Berbeda juga dengan organisasi regional lain, ASEAN satu-
satunya organisasi yang tak memiliki sistem suara terbanyak. Semua anggota,
baik negara besar maupun kecil, sama-sama punya suara dan pendapat dalam
melihat sejumlah persoalan regional dan global. Keketuaan ASEAN dipegang
secara bergantian, menjalankan peran membentuk konsensus yang kuat dalam
sejumlah persoalan internasional.
Ini yang menjelaskan mengapa hasil pertemuan para menteri luar
negeri ASEAN (AMM) tak pernah menghadirkan kebijakan diskriminatif atas
berbagai isu regional dan internasional. Hal itu memberi kesan organisasi di
Asia Tenggara ini seperti tak memiliki sikap. Berbagai isu disinggung dalam
komunike bersama ASEAN 2014 di Naypyidaw, Myanmar, mulai dari pertikaian
maritim, krisis Jalur Gaza, Suriah, Irak, hingga penembakan pesawat Malaysia
Airlines MH17, yang menyebabkan puluhan warga ASEAN turut menjadi korban.

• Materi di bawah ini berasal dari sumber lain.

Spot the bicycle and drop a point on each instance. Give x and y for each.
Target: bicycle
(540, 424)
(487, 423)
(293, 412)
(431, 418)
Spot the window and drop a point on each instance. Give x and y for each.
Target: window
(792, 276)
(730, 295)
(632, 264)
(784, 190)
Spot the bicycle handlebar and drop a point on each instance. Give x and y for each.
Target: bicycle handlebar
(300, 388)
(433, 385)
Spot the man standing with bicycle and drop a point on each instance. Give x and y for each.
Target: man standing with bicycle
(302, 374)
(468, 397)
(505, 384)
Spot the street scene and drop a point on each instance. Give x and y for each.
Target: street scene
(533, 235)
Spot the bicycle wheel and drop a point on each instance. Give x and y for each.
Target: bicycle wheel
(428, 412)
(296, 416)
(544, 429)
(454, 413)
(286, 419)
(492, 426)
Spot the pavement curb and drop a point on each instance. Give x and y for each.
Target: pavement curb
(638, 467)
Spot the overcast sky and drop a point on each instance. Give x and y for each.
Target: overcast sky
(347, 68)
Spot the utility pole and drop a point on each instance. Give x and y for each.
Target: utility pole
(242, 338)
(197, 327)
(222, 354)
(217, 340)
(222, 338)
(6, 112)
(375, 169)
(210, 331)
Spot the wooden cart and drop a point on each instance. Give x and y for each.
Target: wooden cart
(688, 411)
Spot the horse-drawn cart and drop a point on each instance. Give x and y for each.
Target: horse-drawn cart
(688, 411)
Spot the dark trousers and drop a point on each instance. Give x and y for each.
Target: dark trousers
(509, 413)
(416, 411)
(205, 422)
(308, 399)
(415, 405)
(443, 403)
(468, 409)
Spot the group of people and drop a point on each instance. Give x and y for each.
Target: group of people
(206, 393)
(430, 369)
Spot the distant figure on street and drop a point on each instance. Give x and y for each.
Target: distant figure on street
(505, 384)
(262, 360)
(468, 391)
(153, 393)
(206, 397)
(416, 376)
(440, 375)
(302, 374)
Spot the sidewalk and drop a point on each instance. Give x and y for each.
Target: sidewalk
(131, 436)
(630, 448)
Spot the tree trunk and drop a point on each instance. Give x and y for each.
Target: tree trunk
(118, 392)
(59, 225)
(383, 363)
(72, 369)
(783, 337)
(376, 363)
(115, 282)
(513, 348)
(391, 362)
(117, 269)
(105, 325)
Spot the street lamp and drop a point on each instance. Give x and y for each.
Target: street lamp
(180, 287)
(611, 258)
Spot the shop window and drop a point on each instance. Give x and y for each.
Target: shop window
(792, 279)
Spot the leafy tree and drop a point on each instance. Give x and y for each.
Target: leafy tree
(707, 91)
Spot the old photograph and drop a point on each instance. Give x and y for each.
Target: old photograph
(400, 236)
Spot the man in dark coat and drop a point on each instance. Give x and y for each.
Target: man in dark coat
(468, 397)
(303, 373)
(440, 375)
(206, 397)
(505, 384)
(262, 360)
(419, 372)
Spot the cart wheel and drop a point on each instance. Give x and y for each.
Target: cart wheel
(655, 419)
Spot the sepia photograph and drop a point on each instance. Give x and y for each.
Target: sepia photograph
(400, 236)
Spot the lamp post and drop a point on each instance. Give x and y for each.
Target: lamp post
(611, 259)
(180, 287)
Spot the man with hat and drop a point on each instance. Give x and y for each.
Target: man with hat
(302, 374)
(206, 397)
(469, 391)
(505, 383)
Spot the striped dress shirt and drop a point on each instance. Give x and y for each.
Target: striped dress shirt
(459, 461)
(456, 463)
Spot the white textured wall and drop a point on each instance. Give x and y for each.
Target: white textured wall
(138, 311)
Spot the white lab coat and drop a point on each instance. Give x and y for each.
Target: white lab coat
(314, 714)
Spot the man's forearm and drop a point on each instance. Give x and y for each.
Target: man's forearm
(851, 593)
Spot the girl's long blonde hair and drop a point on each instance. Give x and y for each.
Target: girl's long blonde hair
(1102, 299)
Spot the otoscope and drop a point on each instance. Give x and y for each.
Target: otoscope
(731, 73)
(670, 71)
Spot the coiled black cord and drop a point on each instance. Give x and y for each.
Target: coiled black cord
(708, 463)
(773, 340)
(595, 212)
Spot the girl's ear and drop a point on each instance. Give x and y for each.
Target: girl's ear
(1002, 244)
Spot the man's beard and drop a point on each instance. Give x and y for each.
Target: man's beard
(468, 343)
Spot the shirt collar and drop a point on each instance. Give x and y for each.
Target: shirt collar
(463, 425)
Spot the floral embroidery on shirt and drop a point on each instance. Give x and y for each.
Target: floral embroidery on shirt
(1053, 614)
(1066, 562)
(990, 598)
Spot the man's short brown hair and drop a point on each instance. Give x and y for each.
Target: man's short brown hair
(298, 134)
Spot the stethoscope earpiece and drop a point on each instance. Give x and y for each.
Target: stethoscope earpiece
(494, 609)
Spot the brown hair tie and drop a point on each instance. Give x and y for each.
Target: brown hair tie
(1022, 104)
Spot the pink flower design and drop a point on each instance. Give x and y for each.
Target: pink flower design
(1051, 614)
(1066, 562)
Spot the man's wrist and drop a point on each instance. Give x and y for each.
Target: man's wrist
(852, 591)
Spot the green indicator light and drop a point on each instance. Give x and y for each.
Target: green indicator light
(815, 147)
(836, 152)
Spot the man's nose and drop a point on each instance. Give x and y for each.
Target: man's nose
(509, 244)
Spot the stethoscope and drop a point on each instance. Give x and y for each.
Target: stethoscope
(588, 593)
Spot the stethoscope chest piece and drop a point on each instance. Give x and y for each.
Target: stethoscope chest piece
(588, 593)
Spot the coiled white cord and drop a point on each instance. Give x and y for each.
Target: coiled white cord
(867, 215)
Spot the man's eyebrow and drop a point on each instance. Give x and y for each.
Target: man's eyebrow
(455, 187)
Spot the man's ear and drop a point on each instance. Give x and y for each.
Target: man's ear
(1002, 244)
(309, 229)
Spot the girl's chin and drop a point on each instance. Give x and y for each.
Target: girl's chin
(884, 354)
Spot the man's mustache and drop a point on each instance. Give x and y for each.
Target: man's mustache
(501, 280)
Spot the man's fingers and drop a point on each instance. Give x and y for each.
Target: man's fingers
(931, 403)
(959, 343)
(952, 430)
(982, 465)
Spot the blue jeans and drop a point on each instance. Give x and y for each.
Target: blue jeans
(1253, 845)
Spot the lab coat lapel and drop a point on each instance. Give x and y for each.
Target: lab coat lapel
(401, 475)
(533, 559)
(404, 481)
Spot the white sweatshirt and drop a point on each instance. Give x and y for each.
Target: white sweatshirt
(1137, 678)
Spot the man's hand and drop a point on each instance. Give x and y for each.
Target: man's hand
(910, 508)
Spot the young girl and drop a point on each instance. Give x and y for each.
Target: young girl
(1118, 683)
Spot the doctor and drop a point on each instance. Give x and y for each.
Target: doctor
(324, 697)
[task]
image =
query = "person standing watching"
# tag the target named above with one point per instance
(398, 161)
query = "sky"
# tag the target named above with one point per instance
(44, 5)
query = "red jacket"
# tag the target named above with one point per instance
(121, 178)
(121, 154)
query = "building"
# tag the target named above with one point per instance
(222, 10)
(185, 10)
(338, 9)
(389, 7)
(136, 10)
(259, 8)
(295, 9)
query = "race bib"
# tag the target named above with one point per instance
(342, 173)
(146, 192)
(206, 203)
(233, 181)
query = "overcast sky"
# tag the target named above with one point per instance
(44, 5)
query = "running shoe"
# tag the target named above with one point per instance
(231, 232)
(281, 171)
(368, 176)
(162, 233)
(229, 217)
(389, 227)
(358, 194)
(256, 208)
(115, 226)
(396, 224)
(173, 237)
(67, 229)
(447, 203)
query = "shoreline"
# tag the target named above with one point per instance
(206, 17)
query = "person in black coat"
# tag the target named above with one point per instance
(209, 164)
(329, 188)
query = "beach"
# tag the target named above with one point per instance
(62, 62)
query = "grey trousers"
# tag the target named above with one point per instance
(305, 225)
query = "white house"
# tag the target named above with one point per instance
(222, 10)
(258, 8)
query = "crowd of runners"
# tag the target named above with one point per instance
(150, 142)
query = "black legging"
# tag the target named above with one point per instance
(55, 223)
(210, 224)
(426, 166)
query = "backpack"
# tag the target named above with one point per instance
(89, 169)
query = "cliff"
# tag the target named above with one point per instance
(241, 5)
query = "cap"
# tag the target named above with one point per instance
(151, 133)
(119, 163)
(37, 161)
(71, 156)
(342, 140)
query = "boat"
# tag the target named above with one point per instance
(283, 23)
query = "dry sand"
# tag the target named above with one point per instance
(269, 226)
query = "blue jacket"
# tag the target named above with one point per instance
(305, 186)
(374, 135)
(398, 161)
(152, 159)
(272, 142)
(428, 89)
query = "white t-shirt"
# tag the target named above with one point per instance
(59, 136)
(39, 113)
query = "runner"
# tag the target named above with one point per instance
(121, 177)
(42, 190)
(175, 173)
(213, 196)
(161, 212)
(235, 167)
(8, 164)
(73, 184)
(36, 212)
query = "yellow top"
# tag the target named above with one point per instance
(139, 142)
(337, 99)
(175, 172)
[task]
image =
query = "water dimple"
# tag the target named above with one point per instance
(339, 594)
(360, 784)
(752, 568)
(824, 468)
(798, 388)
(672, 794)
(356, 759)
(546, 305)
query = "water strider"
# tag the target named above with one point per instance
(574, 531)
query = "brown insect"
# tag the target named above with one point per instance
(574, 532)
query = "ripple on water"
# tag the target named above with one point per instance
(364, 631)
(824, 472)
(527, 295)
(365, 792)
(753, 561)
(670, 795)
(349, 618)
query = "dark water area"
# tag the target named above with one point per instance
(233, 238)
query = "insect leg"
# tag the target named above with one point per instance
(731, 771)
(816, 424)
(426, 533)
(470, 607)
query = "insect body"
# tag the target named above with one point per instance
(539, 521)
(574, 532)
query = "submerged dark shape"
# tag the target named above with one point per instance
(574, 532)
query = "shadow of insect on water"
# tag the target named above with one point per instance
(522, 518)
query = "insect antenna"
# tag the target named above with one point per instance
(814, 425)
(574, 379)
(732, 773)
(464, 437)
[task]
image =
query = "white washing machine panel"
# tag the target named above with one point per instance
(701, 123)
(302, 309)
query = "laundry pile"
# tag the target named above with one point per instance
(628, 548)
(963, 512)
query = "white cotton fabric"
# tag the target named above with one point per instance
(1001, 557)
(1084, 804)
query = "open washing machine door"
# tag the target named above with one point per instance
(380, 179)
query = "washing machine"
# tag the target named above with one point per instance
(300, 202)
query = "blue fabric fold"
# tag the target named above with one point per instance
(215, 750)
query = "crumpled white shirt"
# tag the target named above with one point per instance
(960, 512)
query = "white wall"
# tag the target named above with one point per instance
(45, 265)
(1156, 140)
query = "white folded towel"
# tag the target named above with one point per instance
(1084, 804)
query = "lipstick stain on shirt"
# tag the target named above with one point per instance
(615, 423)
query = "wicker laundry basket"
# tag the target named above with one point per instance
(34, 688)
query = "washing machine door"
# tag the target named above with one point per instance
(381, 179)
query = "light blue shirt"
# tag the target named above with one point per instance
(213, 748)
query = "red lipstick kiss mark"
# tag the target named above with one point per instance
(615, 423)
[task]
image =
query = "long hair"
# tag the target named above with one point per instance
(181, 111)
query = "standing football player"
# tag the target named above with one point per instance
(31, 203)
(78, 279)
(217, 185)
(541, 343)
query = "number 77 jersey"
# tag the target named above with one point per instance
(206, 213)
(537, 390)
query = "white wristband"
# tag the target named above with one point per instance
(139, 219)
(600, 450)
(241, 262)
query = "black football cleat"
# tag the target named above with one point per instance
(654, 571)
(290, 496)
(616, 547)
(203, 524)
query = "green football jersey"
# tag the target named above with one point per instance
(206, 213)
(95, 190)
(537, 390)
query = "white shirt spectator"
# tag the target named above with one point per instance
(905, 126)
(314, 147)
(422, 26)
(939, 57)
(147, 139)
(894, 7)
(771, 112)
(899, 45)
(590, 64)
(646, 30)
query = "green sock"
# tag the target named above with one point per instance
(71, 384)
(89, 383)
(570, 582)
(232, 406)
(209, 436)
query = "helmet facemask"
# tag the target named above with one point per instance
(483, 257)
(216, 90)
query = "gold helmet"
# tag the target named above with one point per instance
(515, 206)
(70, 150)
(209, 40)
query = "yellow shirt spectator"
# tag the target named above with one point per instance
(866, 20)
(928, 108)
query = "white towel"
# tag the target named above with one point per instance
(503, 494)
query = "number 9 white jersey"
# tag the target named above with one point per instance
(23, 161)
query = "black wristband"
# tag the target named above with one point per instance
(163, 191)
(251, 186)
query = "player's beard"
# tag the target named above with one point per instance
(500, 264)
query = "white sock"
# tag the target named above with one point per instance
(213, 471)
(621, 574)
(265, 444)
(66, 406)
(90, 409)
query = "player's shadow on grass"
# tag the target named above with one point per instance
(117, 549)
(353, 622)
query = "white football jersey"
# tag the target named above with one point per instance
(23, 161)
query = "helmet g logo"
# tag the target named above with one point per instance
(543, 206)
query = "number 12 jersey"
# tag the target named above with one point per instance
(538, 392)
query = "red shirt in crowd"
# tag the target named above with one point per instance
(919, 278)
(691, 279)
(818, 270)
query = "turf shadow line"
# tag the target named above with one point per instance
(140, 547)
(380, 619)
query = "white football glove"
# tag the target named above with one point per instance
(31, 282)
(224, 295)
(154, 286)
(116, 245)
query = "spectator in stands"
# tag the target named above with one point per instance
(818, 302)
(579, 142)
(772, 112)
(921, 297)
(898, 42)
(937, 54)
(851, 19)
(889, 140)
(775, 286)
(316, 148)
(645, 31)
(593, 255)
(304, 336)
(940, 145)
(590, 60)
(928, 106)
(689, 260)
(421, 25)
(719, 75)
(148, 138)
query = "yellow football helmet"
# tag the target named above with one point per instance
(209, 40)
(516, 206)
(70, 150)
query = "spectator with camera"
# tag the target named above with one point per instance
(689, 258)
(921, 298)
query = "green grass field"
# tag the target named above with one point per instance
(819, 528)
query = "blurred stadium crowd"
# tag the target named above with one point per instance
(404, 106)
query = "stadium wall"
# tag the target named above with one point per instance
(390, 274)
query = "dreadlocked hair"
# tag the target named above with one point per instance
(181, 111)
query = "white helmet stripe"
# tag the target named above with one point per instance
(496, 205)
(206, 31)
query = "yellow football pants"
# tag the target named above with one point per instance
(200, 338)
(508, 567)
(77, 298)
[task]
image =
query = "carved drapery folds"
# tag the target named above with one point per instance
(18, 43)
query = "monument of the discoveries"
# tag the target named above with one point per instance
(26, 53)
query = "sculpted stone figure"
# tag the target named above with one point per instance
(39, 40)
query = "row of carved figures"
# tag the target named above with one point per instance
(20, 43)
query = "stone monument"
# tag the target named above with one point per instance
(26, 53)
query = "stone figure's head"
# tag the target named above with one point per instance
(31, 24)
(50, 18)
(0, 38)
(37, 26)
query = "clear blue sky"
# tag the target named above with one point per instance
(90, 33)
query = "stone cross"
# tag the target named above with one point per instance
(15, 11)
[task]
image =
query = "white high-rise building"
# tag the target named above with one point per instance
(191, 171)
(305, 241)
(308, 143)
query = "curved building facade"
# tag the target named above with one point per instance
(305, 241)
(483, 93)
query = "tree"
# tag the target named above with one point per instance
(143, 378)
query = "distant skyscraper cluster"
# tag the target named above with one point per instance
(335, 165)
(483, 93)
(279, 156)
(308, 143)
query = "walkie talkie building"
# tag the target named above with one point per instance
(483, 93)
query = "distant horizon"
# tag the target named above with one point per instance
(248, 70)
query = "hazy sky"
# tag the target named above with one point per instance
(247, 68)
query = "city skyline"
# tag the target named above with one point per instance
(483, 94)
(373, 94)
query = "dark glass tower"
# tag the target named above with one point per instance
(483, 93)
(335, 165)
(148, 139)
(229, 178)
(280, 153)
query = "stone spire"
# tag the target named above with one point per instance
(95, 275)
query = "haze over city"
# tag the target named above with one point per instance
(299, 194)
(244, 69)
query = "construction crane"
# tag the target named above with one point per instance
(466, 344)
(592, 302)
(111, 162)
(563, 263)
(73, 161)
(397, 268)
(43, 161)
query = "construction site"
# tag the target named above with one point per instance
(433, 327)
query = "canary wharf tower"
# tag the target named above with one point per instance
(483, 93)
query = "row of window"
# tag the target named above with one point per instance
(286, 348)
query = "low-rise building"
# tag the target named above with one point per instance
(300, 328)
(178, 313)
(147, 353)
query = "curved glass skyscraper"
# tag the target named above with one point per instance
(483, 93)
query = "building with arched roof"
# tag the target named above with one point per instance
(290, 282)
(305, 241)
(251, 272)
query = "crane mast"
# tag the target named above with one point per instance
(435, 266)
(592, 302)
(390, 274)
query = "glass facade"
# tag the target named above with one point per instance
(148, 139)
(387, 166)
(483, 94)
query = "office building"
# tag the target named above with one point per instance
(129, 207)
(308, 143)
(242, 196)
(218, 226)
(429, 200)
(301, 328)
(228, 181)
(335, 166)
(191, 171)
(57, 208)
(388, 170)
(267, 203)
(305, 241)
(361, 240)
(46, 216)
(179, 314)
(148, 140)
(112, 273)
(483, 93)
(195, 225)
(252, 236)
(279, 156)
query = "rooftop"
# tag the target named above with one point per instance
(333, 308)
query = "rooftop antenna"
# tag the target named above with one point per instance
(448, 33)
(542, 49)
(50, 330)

Kita berharap Forum Regional ASEAN (ARF) di Myanmar
menggarisbawahi secara khusus insiden MH17 itu untuk memberikan esensi
konektivitas sebagai tonggak game changer menghadapi Komunitas ASEAN 2015.
Insiden ini bukan kecelakaan udara biasa, melainkan ”pembunuhan” atas warga
ASEAN dan lainnya akibat ditembak rudal darat ke udara.
Kita perlu memberikan penekanan ini sehingga kegotongroyongan
dalam regionalisme ASEAN yang menjadi cita-cita bersama mampu memberikan
makna penting, terutama dalam upaya membangun konektivitas dalam rangka
memperkuat ketahanan Komunitas ASEAN 2015 pada ketiga pilar utamanya.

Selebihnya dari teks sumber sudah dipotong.